Growth factor control of skeletal muscle differentiation: commitment to terminal differentiation occurs in G1 phase and is repressed by fibroblast growth factor

Analysis of MM14 mouse myoblasts demonstrates that terminal differentiation is repressed by pure preparations of both acidic and basic fibroblast growth factor (FGF). Basic FGF is approximately 30-fold more potent than acidic FGF and it exhibits half maximal activity in clonal assays at 0.03 ng/ml (2 pM). FGF repression occurs only during the G1 phase of the cell cycle by a mechanism that appears to be independent of ongoing cell proliferation. When exponentially growing myoblasts are deprived of FGF, cells become postmitotic within 2-3 h, express muscle-specific proteins within 6-7 h, and commence fusion within 12-14 h. Although expression of these three terminal differentiation phenotypes occurs at different times, all are initiated by a single regulatory "commitment" event in G1. The entire population commits to terminal differentiation within 12.5 h of FGF removal as all cells complete the cell cycle and move into G1. Differentiation does not require a new round of DNA synthesis. Comparison of MM14 behavior with other myoblast types suggests a general model for skeletal muscle development in which specific growth factors serve the dual role of stimulating myoblast proliferation and directly repressing terminal differentiation.     

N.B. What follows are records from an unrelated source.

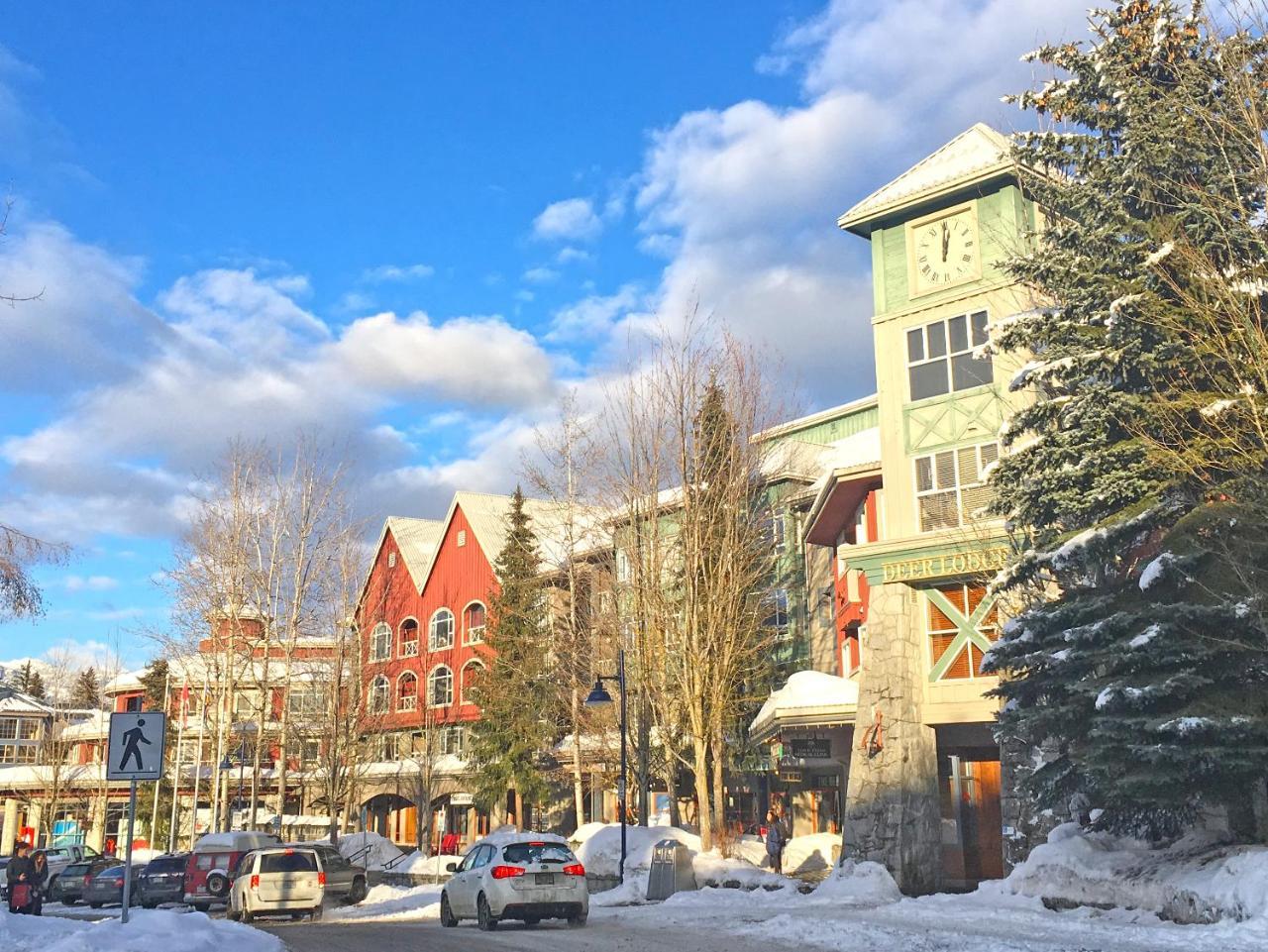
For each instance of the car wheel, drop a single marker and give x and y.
(447, 915)
(484, 916)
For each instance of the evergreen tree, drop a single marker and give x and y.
(86, 692)
(516, 724)
(1148, 672)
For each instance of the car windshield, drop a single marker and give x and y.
(538, 853)
(288, 862)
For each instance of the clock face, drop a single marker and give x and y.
(946, 252)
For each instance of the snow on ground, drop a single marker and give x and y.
(1194, 880)
(381, 851)
(390, 902)
(149, 929)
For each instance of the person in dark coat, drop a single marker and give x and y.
(39, 880)
(19, 871)
(774, 841)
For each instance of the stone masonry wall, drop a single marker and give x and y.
(892, 802)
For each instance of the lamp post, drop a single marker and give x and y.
(597, 696)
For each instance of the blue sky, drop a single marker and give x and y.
(412, 225)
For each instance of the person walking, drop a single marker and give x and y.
(39, 880)
(18, 876)
(774, 842)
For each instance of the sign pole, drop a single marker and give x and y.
(127, 860)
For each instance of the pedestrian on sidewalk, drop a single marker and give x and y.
(18, 875)
(774, 841)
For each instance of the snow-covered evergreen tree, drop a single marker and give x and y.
(1141, 666)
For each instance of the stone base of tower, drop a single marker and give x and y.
(892, 801)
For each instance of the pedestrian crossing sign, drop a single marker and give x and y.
(135, 751)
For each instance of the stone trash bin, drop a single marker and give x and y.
(671, 870)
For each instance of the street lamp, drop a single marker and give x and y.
(597, 697)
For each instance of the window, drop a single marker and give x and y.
(378, 698)
(440, 634)
(474, 622)
(380, 643)
(778, 608)
(940, 357)
(410, 638)
(407, 691)
(471, 671)
(959, 629)
(950, 488)
(440, 688)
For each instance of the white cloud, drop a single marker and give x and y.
(90, 583)
(571, 220)
(540, 275)
(397, 272)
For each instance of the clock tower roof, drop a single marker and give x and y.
(974, 157)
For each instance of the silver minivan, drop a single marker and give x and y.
(277, 881)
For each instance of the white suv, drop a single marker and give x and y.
(277, 880)
(526, 879)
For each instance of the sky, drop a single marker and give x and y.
(408, 227)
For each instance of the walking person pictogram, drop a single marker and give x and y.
(131, 738)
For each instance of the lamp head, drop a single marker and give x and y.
(597, 694)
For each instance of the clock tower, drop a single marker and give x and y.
(938, 236)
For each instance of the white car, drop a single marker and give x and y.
(277, 881)
(525, 879)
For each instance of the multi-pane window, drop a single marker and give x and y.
(440, 634)
(440, 688)
(941, 357)
(474, 622)
(410, 638)
(950, 488)
(945, 629)
(380, 643)
(407, 691)
(778, 611)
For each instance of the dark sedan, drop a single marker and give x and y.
(107, 887)
(162, 880)
(70, 885)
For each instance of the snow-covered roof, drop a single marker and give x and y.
(974, 155)
(808, 697)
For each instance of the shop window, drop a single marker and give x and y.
(942, 357)
(950, 487)
(960, 629)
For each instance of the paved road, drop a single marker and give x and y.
(602, 934)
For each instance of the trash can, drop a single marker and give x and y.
(671, 870)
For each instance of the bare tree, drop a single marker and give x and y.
(695, 519)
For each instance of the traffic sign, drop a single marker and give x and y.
(135, 751)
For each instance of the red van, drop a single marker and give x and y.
(209, 867)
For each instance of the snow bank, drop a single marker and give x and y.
(390, 902)
(857, 884)
(381, 851)
(601, 852)
(158, 928)
(1196, 880)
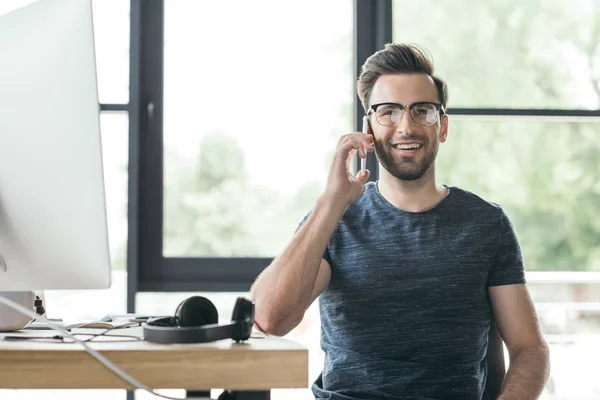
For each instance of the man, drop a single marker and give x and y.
(409, 271)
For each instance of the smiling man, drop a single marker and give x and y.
(410, 272)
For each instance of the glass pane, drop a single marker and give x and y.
(251, 119)
(508, 53)
(546, 176)
(80, 305)
(111, 29)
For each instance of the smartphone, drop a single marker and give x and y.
(363, 161)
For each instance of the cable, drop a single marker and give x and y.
(103, 360)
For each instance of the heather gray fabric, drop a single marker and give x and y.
(406, 314)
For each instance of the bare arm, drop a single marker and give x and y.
(286, 288)
(519, 327)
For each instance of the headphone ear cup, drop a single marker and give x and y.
(196, 311)
(243, 314)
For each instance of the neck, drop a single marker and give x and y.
(413, 196)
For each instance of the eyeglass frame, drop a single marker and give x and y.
(439, 109)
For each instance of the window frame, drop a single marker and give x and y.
(148, 269)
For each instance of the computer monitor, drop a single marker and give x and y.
(53, 227)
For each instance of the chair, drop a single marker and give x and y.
(495, 363)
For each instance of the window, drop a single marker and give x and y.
(254, 106)
(524, 97)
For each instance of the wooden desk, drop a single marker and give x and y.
(259, 364)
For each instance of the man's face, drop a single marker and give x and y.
(407, 164)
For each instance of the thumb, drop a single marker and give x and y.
(362, 178)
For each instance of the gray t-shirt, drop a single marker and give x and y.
(406, 314)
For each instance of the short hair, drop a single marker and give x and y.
(397, 58)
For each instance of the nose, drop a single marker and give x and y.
(405, 124)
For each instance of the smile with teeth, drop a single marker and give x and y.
(410, 146)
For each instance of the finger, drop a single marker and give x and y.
(363, 177)
(350, 155)
(361, 151)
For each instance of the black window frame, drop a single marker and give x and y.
(148, 269)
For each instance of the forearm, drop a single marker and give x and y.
(527, 374)
(283, 290)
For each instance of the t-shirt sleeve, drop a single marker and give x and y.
(507, 267)
(326, 255)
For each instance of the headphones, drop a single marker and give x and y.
(196, 321)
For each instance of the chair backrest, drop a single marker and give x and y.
(495, 363)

Identification of the fibroblast growth factor receptor of Swiss 3T3 cells and mouse skeletal muscle myoblasts

Two distinct fibroblast growth factors (FGF) were purified to homogeneity from bovine brain on the basis of their ability to stimulate skeletal muscle myoblast proliferation. These growth factors are also mitogenic for Swiss 3T3 cells and appear to be closely related to or identical with previously isolated anionic and cationic fibroblast growth factors. The half-maximum concentrations (EC50) for stimulation of myoblast DNA synthesis by the anionic and cationic growth factors were 30pM and 1pM, respectively. In contrast, an EC50 of 45 pM was observed for stimulation of 3T3 cell DNA synthesis by both growth factors. Binding of 125I-labeled anionic FGF was saturable with apparent Kd values of 45 pM and 11 pM and approximately 60 000 and 2000 receptor sites per cell for 3T3 cells and MM14 murine myoblasts, respectively. Unlabeled anionic and cationic FGF equally displaced 125I-labeled anionic FGF from 3T3 cells while cationic FGF was more potent than anionic FGF for displacement from skeletal muscle myoblasts, demonstrating that a single receptor binds the two distinct growth factors. Binding was specific for these factors since platelet-derived growth factor, insulin, insulin-like growth factor 1, epidermal growth factor, and nerve growth factor were unable to displace bound 125I-labeled anionic FGF from Swiss 3T3 cells. Chemical cross-linking of specifically bound 125I-labeled anionic FGF to 3T3 cells and MM14 myoblasts identified a single detergent-soluble FGF receptor with an apparent molecular weight of 165 000.